Le dilemme des athlètes musulmans en période de Ramadan

AFP Publié le - Mis à jour le

Omnisports

Pour la première fois depuis 1980, les dates de rendez-vous olympique coïncident avec celles du Ramadan, l'un des cinq piliers de l'islam, qui a débuté le 20 juillet. Les protestations de nombreux pays musulmans à l'époque de la désignation de Londres n'ont rien changé. Ni le comité d'organisation des JO-2012, ni le Comité international olympique n'ont envisagé la possibilité de décaler les dates des compétitions, posant ainsi un problème de taille, à la fois physique et spirituel, aux athlètes musulmans.

Selon la tradition, les musulmans se privent de nourriture et de boisson du lever au coucher du soleil, ce qui semble mal s'accommoder avec la pratique du sport de haut niveau et de performance face aux meilleurs athlètes du monde. Les 72 sportifs marocains ont ainsi été autorisés à ne pas observer le ramadan, à la condition de jeûner plus tard pour les jours non respectés à Londres.

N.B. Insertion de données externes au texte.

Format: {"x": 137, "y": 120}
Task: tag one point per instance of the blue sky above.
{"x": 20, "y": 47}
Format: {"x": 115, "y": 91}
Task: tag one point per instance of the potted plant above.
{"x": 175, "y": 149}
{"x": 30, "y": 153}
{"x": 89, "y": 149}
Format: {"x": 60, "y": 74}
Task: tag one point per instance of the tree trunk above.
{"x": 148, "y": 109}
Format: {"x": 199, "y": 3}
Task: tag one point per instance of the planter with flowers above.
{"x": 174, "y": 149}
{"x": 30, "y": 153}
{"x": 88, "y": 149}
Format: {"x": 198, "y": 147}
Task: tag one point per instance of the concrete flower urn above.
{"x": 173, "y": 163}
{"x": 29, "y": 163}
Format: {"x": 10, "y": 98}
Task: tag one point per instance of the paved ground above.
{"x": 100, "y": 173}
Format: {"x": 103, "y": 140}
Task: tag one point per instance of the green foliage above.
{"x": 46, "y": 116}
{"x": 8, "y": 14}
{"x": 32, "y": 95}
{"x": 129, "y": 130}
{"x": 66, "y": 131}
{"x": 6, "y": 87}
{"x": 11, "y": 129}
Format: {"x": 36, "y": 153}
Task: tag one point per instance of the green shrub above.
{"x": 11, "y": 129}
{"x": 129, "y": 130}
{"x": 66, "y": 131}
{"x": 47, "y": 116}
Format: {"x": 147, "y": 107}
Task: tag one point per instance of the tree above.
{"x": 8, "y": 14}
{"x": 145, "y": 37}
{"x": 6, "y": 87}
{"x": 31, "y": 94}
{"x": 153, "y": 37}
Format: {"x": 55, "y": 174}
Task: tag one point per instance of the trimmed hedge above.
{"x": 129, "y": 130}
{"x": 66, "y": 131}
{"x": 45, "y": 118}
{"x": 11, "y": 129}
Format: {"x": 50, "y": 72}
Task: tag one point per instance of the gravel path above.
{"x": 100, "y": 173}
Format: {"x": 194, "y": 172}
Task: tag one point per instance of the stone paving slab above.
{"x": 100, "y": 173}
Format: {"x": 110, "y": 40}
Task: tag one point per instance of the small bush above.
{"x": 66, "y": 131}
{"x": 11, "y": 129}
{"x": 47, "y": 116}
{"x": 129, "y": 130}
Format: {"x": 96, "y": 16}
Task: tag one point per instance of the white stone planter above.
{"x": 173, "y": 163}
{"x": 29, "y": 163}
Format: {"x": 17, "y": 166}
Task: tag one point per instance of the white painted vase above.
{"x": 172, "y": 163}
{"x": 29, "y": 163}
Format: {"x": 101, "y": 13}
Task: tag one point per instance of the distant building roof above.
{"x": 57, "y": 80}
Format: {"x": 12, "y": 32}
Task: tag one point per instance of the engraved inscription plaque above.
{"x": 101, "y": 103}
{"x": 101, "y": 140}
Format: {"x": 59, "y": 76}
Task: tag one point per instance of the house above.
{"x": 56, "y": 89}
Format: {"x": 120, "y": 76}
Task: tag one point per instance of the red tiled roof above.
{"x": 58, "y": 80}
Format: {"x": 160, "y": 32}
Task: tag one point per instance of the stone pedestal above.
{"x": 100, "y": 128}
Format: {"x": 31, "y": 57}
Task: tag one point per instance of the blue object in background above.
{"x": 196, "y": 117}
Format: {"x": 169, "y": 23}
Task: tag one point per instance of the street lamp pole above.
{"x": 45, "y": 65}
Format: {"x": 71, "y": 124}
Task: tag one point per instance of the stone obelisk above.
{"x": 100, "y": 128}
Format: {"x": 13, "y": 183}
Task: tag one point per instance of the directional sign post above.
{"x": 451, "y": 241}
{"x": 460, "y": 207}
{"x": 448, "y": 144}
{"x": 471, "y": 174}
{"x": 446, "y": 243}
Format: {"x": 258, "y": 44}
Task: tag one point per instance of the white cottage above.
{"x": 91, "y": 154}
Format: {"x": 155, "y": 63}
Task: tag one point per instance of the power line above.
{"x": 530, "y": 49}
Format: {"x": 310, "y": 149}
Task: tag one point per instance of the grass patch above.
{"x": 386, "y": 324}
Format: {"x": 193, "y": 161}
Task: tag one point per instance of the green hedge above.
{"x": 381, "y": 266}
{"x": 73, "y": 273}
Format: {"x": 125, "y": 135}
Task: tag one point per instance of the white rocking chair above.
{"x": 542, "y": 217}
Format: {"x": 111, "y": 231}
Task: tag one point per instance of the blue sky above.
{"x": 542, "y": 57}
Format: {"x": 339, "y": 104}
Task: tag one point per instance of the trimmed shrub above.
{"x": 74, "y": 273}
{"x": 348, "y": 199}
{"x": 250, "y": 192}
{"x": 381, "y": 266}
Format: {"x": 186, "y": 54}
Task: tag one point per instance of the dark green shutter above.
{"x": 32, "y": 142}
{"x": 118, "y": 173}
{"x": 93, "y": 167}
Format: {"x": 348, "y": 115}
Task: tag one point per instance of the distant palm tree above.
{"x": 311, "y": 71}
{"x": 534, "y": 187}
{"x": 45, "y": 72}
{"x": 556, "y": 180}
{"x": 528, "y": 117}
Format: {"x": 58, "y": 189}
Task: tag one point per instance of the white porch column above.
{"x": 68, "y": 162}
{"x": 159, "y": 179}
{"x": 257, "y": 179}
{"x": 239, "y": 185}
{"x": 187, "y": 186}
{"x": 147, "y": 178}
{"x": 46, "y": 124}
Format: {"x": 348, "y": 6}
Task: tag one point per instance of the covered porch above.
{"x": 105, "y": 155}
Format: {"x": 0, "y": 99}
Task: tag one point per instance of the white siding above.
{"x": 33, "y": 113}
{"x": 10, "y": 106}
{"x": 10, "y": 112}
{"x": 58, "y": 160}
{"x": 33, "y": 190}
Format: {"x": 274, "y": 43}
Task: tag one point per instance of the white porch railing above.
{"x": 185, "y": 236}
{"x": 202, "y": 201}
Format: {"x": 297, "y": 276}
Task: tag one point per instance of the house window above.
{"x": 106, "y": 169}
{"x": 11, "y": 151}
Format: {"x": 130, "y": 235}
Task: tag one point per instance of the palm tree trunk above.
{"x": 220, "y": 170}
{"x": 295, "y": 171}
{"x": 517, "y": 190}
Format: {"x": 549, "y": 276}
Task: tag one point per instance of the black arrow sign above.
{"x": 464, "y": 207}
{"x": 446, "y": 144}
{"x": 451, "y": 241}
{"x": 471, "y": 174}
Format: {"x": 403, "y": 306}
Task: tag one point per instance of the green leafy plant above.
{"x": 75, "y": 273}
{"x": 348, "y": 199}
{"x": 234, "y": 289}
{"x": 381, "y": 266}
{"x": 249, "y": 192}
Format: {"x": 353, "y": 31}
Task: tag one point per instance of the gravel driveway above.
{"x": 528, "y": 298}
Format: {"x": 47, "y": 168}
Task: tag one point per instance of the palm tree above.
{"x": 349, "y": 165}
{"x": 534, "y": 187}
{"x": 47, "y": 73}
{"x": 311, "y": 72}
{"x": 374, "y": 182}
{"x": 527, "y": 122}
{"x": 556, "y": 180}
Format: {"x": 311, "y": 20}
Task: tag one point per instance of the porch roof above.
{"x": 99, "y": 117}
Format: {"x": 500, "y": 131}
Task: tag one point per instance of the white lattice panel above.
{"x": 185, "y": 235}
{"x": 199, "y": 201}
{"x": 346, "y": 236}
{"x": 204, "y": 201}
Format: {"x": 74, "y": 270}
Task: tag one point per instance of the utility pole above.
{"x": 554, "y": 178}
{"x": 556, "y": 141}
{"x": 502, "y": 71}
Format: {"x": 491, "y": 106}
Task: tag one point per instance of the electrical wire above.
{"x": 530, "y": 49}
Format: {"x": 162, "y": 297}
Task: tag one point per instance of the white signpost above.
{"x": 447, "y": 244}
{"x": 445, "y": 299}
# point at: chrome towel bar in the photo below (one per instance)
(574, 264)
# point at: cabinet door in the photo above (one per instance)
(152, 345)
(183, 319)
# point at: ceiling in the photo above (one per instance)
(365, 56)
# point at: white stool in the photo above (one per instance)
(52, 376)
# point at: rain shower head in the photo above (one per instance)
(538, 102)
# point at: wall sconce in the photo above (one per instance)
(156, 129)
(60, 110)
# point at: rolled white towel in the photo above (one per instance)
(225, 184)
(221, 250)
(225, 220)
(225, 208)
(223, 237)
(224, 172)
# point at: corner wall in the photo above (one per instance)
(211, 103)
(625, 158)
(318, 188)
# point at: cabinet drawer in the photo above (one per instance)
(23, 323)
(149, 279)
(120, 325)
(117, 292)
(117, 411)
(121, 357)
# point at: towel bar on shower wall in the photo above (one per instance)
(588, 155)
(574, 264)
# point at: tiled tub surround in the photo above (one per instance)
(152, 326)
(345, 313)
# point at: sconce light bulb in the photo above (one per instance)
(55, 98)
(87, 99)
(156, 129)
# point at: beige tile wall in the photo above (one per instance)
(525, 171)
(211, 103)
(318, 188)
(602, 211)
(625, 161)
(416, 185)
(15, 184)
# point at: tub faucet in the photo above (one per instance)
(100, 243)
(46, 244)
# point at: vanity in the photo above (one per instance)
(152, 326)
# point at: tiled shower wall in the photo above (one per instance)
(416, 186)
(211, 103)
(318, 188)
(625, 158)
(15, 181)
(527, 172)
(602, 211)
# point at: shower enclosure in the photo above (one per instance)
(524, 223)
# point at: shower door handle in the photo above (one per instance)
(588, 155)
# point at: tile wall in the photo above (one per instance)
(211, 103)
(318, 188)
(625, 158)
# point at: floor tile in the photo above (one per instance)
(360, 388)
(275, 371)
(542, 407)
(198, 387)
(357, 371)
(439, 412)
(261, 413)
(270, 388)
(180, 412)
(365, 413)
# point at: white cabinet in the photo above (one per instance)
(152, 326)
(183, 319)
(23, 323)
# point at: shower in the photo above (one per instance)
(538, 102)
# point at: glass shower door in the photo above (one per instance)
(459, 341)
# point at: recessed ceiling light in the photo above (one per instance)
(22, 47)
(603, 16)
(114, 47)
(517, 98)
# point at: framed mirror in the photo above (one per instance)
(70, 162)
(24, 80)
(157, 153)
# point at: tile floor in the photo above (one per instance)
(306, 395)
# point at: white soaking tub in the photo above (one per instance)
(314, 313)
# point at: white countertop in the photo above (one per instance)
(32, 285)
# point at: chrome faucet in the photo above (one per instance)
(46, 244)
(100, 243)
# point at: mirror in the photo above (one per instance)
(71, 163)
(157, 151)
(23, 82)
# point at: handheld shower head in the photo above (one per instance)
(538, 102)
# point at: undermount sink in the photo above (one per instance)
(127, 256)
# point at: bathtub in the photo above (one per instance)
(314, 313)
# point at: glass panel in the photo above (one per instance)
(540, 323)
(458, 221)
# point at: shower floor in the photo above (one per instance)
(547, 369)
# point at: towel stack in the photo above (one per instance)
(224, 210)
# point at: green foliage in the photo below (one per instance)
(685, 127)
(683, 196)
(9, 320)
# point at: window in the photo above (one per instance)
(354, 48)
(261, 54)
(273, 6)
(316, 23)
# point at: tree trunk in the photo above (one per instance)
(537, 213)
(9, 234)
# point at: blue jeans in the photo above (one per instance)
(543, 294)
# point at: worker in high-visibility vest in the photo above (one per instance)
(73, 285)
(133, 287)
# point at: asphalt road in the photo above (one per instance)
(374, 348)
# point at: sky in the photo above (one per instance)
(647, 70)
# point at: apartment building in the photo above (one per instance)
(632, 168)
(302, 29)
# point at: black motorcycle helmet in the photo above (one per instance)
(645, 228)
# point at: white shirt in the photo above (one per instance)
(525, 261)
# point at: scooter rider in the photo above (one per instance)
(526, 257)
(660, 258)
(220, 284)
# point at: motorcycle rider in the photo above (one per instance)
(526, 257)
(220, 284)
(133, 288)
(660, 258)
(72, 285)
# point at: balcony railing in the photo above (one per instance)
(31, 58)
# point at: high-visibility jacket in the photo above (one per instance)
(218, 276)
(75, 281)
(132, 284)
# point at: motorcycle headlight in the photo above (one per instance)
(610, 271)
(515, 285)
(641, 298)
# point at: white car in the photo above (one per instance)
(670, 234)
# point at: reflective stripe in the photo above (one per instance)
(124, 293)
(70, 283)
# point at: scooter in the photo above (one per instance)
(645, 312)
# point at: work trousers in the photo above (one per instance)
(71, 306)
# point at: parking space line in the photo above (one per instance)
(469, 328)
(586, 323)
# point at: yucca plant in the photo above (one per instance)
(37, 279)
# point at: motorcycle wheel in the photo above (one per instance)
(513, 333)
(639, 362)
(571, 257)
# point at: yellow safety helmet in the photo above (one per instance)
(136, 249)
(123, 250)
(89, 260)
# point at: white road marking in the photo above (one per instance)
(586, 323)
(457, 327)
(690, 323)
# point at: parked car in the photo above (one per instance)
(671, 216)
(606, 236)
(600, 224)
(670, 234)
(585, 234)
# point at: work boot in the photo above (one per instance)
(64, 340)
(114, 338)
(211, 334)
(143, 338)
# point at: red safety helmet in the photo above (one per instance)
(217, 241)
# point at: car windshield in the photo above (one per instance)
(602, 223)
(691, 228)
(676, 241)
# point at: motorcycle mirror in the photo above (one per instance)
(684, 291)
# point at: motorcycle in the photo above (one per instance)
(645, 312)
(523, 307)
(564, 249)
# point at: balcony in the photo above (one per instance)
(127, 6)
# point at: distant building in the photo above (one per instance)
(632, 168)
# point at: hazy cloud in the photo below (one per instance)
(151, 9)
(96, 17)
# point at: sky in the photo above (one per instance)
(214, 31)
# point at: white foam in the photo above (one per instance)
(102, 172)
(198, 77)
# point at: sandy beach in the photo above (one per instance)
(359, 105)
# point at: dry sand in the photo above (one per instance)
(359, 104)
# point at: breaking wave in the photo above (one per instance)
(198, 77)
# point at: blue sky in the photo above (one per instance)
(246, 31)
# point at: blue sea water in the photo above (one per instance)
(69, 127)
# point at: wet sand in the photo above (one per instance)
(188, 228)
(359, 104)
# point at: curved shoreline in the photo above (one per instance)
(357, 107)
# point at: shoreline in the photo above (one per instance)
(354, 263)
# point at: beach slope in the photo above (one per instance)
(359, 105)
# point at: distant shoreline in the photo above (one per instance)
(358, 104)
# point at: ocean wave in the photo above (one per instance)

Une fatwa, ou avis religieux, saluée par l'entraîneur en chef de l'équipe marocaine de boxe, Abdel Haq Achic: "La boxe est un sport très difficile avec deux séances d'entraînement par jour, ce que ne peuvent pas faire des athlètes qui jeûnent". "Après trois heures de discussion avec les athlètes (avant même la fatwa, NDLR), ils ont décidé de ne plus jeûner, mais la décision leur a été difficile à prendre, car ce sont des musulmans pratiquants, mais ils n'ont pas d'autres choix s'ils veulent décrocher des médailles", rappelle-t-il.

Au sein de la délégation marocaine, les footballeurs ont pourtant choisi de faire le Ramadan durant le tournoi olympique. "Nous devons jeûner, car c'est une obligation et car Dieu nous aidera le jour des Jeux", explique le gardien de but Yassine Bounou qui va rejoindre l'Atletico Madrid. Comme le Maroc, l'Algérie, l'Egypte, l'Arabie saoudite, les Emirats arabes unis et la Malaisie ont autorisé leurs athlètes à repousser le jeûne de plusieurs jours, mais c'est souvent le choix individuel, en conscience, qui prévaut.

"Nos athlètes vont participer aux JO pour accroître le renom de notre pays, ils peuvent jeûner à leur retour en Malaisie", justifie Harussani Zakaria, mufti de l'Etat malaisien du Perak. "Certains jeûnent, certains ne jeûnent pas, chacun fait comme cela lui convient", résume Hassan Rifaat, chef de la délégation des Emirats arabes unis. "J'ai essayé de jeûner depuis que je suis arrivé à Londres, mais je me suis rendu compte rapidement que cela serait très, très difficile pour moi qui participe à une épreuve demandant beaucoup d'énergie", admet Methkal Abu Drais qui participera au marathon sous le maillot de Jordanie.

Il y a enfin des athlètes qui concilient la lettre de leur religion et l'esprit olympique, en rappelant que l'important est avant tout de participer: "Il y a peu de probabilité que nous gagnions une médaille et jeûner est une priorité pour nous", souligne le Nigérien Hamadou Djibou Issaka qui participera aux épreuves d'aviron.